O fracassado funcional

Cronista narra, com humor e melancolia, a vida de quem não “venceu”, mas guarda afeto, dignidade e pequenas alegrias
Ilustração: Italo Amatti
13/08/2025

Nunca comprei um Volvo. E não foi por falta de publicidade. Durante anos, o algoritmo jurou que eu era a cara de um SUV híbrido. “Aproveite agora”, dizia ele, “design escandinavo com a segurança de quem venceu na vida.” Pois bem: não venci. E cá estou, inteiro, com todos os ossos intactos e um Nissan Tiida 2011 que range quando se mexe.

Sou, com alguma honra, um fracassado funcional. Uma aberração estatística no mundo das TED Talks. Um homem que não prosperou, mas continua existindo com uma teimosia quase poética.

Eu tenho diploma. Em Comunicação, o que me qualifica para longos debates em mesas de bar e nada mais. Ele também me permite fazer revisão gramatical gratuita dos cartazes do bairro. Quando vejo um “vende-se salgados”, tremo. Mas sigo.

Trabalho, claro. Não muito, mas o bastante. Escrevo textos que ninguém lê, troco serviços por almoço e, um dia, fui pago com um pacote de feijão preto: o que considero minha mais honesta negociação profissional. Faturamento modesto, dignidade intacta.

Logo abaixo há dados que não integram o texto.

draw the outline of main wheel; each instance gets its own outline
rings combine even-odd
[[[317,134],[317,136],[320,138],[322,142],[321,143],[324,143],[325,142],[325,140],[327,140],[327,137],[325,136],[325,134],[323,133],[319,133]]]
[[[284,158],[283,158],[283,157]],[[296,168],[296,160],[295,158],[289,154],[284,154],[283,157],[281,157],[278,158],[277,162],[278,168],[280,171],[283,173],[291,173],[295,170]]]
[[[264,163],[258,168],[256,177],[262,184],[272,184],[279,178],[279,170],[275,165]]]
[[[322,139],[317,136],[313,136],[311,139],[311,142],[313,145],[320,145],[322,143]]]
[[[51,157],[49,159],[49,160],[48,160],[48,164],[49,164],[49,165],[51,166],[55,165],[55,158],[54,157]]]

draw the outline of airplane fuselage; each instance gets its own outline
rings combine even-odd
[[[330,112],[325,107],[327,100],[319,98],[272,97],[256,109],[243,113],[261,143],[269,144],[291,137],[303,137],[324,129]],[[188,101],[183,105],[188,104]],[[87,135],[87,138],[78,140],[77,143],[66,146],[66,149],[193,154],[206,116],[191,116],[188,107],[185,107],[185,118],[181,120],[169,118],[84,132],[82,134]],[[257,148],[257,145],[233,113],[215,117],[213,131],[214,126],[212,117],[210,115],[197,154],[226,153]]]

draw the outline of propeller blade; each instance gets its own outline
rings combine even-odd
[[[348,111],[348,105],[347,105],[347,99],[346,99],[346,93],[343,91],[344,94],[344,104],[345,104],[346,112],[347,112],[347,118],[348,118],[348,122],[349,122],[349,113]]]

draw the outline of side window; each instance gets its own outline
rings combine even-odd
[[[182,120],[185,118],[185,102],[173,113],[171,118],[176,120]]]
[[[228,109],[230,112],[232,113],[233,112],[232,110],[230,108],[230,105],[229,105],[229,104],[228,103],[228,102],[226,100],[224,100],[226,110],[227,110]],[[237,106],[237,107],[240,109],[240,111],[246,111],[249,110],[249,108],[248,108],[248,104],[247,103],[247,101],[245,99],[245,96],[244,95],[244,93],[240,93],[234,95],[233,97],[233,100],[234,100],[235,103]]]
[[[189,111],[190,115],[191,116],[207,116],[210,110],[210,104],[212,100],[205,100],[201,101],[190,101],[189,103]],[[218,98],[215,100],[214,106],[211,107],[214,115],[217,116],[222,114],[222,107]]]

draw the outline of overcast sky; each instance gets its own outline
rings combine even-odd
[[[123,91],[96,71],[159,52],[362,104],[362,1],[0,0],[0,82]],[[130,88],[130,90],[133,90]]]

Não subo na vida porque não vejo escada. Vejo uma esteira rolante no sentido oposto, cheia de executivos suados, segurando briefcases como se fossem crucifixos. Já eu caminho no acostamento da existência com um café frio na mão e um podcast sobre anarquismo no ouvido.

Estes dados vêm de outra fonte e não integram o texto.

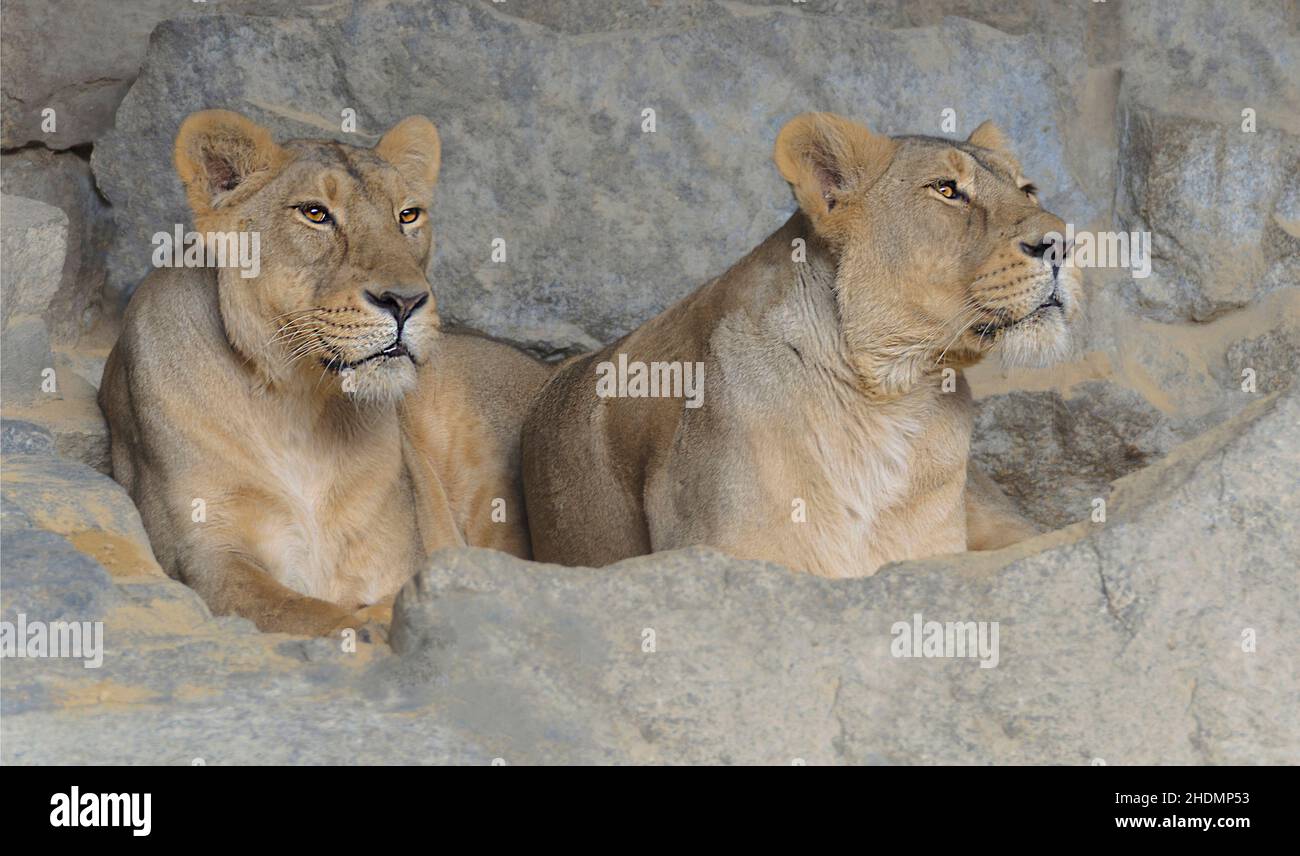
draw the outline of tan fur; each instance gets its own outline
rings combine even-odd
[[[529,553],[517,437],[546,369],[439,332],[424,273],[439,161],[422,117],[374,150],[277,144],[226,111],[181,126],[195,228],[256,230],[261,271],[151,273],[100,406],[159,561],[214,613],[329,634],[385,614],[432,549]],[[400,320],[384,303],[399,299]]]
[[[827,113],[781,129],[774,157],[800,211],[538,395],[524,428],[536,557],[606,565],[707,544],[844,578],[1031,535],[991,481],[967,492],[958,369],[994,347],[1062,355],[1079,288],[1020,246],[1065,225],[1023,190],[996,127],[975,137],[994,147]],[[944,199],[940,180],[970,200]],[[619,354],[702,362],[703,406],[598,397],[597,366]]]

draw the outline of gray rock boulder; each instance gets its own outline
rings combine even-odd
[[[5,148],[39,143],[62,150],[98,139],[113,126],[150,31],[164,18],[240,10],[292,14],[296,5],[289,0],[5,3],[0,142]],[[53,111],[49,130],[47,109]]]
[[[393,643],[508,764],[1286,764],[1297,421],[1300,395],[1260,402],[1121,481],[1104,524],[862,580],[443,553]],[[996,665],[894,656],[916,614],[997,622]]]
[[[42,310],[56,346],[75,345],[99,319],[113,219],[90,172],[73,152],[23,150],[0,157],[5,193],[38,199],[68,217],[68,251],[58,290]]]
[[[1140,312],[1205,321],[1300,282],[1283,226],[1300,137],[1130,108],[1121,164],[1121,225],[1152,233],[1152,273],[1127,288]]]
[[[53,367],[46,312],[64,271],[68,217],[35,199],[0,196],[0,397],[6,403],[42,395]]]

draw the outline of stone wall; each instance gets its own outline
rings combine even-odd
[[[3,39],[0,611],[94,614],[109,645],[5,663],[4,761],[1300,757],[1295,4],[13,0]],[[103,475],[103,360],[209,107],[361,144],[429,116],[439,311],[549,359],[777,226],[772,140],[805,109],[993,118],[1076,229],[1149,233],[1150,276],[1086,272],[1067,364],[970,372],[974,455],[1049,535],[845,583],[443,553],[395,653],[339,652],[212,619]],[[1000,622],[998,667],[892,657],[914,613]]]

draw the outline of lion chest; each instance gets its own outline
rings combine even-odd
[[[779,481],[800,500],[792,562],[822,576],[867,576],[885,562],[965,549],[968,421],[959,402],[820,416],[786,440],[793,454]]]
[[[257,463],[256,493],[264,501],[252,510],[250,540],[282,585],[364,605],[411,575],[417,533],[410,503],[400,503],[400,466],[316,441],[282,442]]]

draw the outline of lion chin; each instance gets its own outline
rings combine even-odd
[[[1079,269],[1062,269],[1053,294],[1060,306],[1039,310],[998,333],[996,350],[1006,368],[1045,368],[1074,356],[1074,321],[1079,316]]]
[[[386,407],[416,388],[416,367],[406,356],[369,360],[343,372],[341,385],[361,407]]]
[[[1045,368],[1067,360],[1074,341],[1065,314],[1049,310],[1002,330],[997,350],[1006,368]]]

Moro de aluguel num apartamento que o corretor chamou de rústico, o que é o modo gentil de dizer que o imóvel tem o charme de um porão úmido. Ainda assim, gosto daqui. Tem sol de manhã e silêncio à noite.

Tenho família, sim. Mas montada como Lego fora da caixa. Um pedaço aqui, outro ali, alguns amigos que viraram irmãos, quatro filhos, uma porquinha-da-índia. Aos domingos, não tem carne assada, mas tem pão, afeto e discussões acaloradas sobre quem lavou a louça da última vez.

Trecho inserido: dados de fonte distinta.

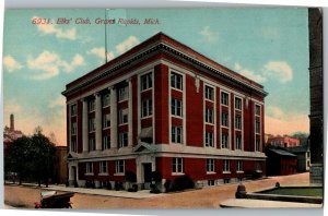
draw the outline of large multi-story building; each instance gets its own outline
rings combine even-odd
[[[265,173],[263,86],[159,33],[69,83],[69,180],[199,185]]]

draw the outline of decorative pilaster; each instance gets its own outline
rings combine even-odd
[[[87,152],[87,100],[82,99],[82,152]]]
[[[129,125],[129,133],[128,133],[128,146],[132,146],[132,82],[131,77],[128,80],[129,82],[129,116],[128,116],[128,125]]]
[[[96,151],[102,149],[102,95],[95,94],[95,142]]]
[[[110,145],[117,148],[117,93],[110,87]]]

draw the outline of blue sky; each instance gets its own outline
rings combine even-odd
[[[65,85],[104,63],[105,10],[8,10],[4,16],[4,124],[15,115],[25,134],[36,125],[66,144]],[[163,32],[265,86],[266,133],[308,132],[307,9],[109,10],[141,25],[107,25],[108,58]],[[34,25],[33,17],[72,19]],[[75,19],[91,24],[78,25]],[[143,25],[145,17],[159,25]]]

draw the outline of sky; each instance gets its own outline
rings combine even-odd
[[[159,32],[265,86],[265,132],[308,133],[308,31],[305,8],[7,10],[3,35],[3,125],[55,133],[66,145],[66,84],[105,62],[105,25],[96,19],[138,19],[107,25],[110,60]],[[56,24],[58,19],[70,20]],[[46,19],[49,24],[33,24]],[[79,19],[90,24],[77,24]],[[144,25],[144,19],[159,24]]]

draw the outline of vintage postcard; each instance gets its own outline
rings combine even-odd
[[[308,8],[7,10],[7,208],[323,206]]]

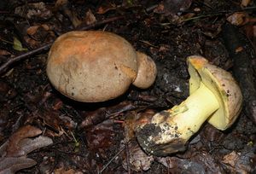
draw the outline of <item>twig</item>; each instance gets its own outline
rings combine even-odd
[[[222,38],[230,56],[234,61],[233,72],[241,89],[246,114],[256,124],[255,78],[250,59],[252,53],[248,53],[246,46],[247,38],[237,27],[229,23],[222,27]]]
[[[103,20],[102,21],[99,21],[96,24],[92,24],[92,25],[90,25],[90,26],[82,26],[82,27],[79,27],[79,28],[76,28],[76,30],[79,30],[79,31],[83,31],[83,30],[90,30],[90,29],[92,29],[92,28],[95,28],[95,27],[97,27],[97,26],[102,26],[104,24],[108,24],[109,22],[113,22],[114,20],[120,20],[120,19],[123,19],[125,17],[125,15],[121,15],[121,16],[115,16],[115,17],[113,17],[113,18],[108,18],[107,20]],[[52,45],[52,43],[49,43],[49,44],[47,44],[42,47],[39,47],[36,49],[33,49],[33,50],[31,50],[31,51],[28,51],[23,55],[17,55],[14,58],[11,58],[9,59],[7,62],[3,63],[3,65],[0,66],[0,75],[3,74],[3,72],[5,72],[13,64],[15,64],[15,62],[17,61],[22,61],[22,60],[25,60],[25,59],[27,59],[29,56],[32,55],[35,55],[37,53],[39,53],[43,50],[48,50],[50,46]]]
[[[15,62],[17,62],[17,61],[21,61],[21,60],[25,60],[25,59],[26,59],[27,57],[29,57],[30,55],[34,55],[34,54],[36,54],[36,53],[38,53],[38,52],[40,52],[40,51],[42,51],[42,50],[44,50],[44,49],[49,49],[51,44],[52,44],[51,43],[50,43],[50,44],[45,44],[45,45],[44,45],[44,46],[42,46],[42,47],[39,47],[39,48],[38,48],[38,49],[33,49],[33,50],[32,50],[32,51],[24,53],[23,55],[17,55],[17,56],[15,56],[15,57],[14,57],[14,58],[9,59],[8,61],[6,61],[5,63],[3,63],[3,64],[0,67],[0,74],[5,72],[9,69],[9,67],[11,65],[13,65],[14,63],[15,63]]]
[[[120,149],[104,166],[103,168],[99,171],[99,174],[102,173],[103,171],[105,171],[105,169],[110,165],[110,163],[112,163],[112,161],[118,156],[119,155],[119,154],[121,154],[121,152],[123,152],[123,150],[125,150],[126,147],[123,148],[122,149]]]

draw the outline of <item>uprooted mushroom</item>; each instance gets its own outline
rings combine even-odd
[[[125,38],[107,32],[70,32],[49,53],[47,75],[64,96],[97,102],[123,95],[131,84],[148,88],[156,77],[152,59]]]
[[[141,147],[159,156],[183,151],[189,138],[207,120],[224,130],[241,110],[242,96],[232,75],[201,56],[188,58],[190,96],[178,106],[138,121]]]

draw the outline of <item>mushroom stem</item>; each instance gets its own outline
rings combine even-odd
[[[180,105],[167,110],[167,123],[175,125],[179,137],[188,140],[218,107],[214,94],[201,83],[200,88]]]
[[[138,142],[145,151],[155,155],[181,151],[191,136],[218,107],[214,94],[201,83],[200,87],[180,105],[154,114],[151,126],[148,125],[137,131]]]

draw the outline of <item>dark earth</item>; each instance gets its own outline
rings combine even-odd
[[[242,6],[236,0],[2,0],[0,173],[12,167],[9,173],[256,173],[255,9],[254,2]],[[247,19],[231,26],[241,37],[223,29],[230,25],[228,16],[236,12]],[[155,61],[155,83],[147,90],[131,86],[122,96],[106,102],[66,98],[49,84],[45,67],[52,42],[73,30],[122,36]],[[243,48],[241,64],[236,63],[225,35],[238,37],[231,45]],[[133,134],[137,119],[171,108],[189,96],[186,58],[193,55],[235,75],[246,96],[243,109],[225,131],[205,123],[184,152],[148,156]],[[17,61],[5,66],[12,59]],[[250,72],[246,82],[246,72],[239,70],[243,63],[243,70]],[[26,125],[32,126],[21,131]],[[33,135],[32,127],[40,132]],[[20,154],[21,147],[29,146],[20,141],[40,136],[52,143],[32,145],[32,150]],[[36,163],[17,166],[22,155]],[[10,157],[17,162],[13,164]],[[10,166],[3,167],[4,160]]]

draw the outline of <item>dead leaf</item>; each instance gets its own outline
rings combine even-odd
[[[150,169],[150,165],[154,161],[152,155],[146,154],[138,144],[129,143],[128,148],[130,150],[129,159],[126,155],[123,160],[122,165],[127,170],[127,162],[132,171],[142,171]]]
[[[188,9],[192,3],[192,0],[164,0],[154,12],[167,14],[177,14],[178,12]]]
[[[26,155],[26,154],[20,147],[20,141],[27,137],[33,137],[41,133],[41,130],[32,125],[26,125],[20,128],[9,139],[9,146],[6,150],[7,156],[17,157]]]
[[[232,151],[223,158],[222,163],[230,170],[230,173],[253,173],[253,158],[255,156],[253,150],[243,149],[237,153]]]
[[[55,169],[54,173],[55,174],[82,174],[81,171],[76,171],[73,169],[65,170],[63,166]]]
[[[21,157],[0,158],[0,174],[12,174],[21,169],[33,166],[37,164],[34,160]]]
[[[13,49],[15,49],[15,50],[18,50],[18,51],[27,50],[26,48],[22,47],[22,44],[20,43],[20,41],[16,37],[14,37]]]
[[[248,22],[248,16],[246,13],[236,12],[230,15],[227,20],[234,26],[243,26]]]
[[[247,5],[251,3],[251,0],[241,0],[241,7],[247,7]]]
[[[91,25],[96,22],[96,19],[90,9],[86,12],[84,21],[86,25]]]
[[[42,130],[32,125],[25,125],[14,133],[9,139],[0,147],[0,174],[15,173],[15,171],[31,167],[37,164],[26,158],[30,152],[52,144],[49,137],[40,136]]]

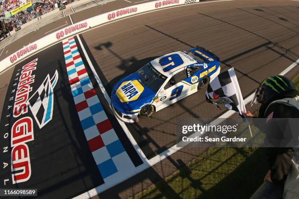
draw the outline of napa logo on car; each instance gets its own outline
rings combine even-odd
[[[138,80],[124,81],[116,91],[116,95],[122,102],[133,101],[138,99],[144,88]]]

Nunca fui promovido. Nunca me deram um crachá com meu nome em fonte Arial 16. Mas fui elogiado por fazer um bom risoto. Já é alguma coisa.

No LinkedIn, meu perfil está estagnado, feito uma cápsula do tempo de um mundo que nunca me quis. “Proativo, comunicativo, apto ao trabalho em equipe”, diz o resumo. Tudo mentira. Eu trabalho melhor sozinho e, se for em equipe, só se ela respeitar meu mutismo.

Sou o cara que empresta livro que nunca volta, cuida do cachorro da vizinha porque “você tem uma energia boa, sabe?”. Não tenho medalhas, mas sou útil. E, no fim do mundo, alguém vai precisar de mim mais do que do gerente do banco.

Não uso terno, mas sei dobrar lençol de elástico. Não tenho casa própria, mas sei preparar miojo em sete estilos. Não entendo de investimentos, mas guardo moedas em potes de vidro com etiquetas.

E, sim, sou contraditório. Sigo fiel à calculadora Casio e ao cupom do iFood que me dá R$ 10 de desconto.

Por isso, se um dia você tropeçar num fracassado funcional como eu, aquele que não chegou lá, saiba: ele talvez não tenha respostas, mas certamente terá café, conselhos, um pano de prato limpo e tempo para ouvir.

E, nos tempos de hoje, isso vale mais do que um Volvo.

Carlos Castelo

É jornalista e escrevinhador. Cronista do Estadão, O Dia, e sócio fundador do grupo de humor Língua de Trapo. É autor de 18 livros.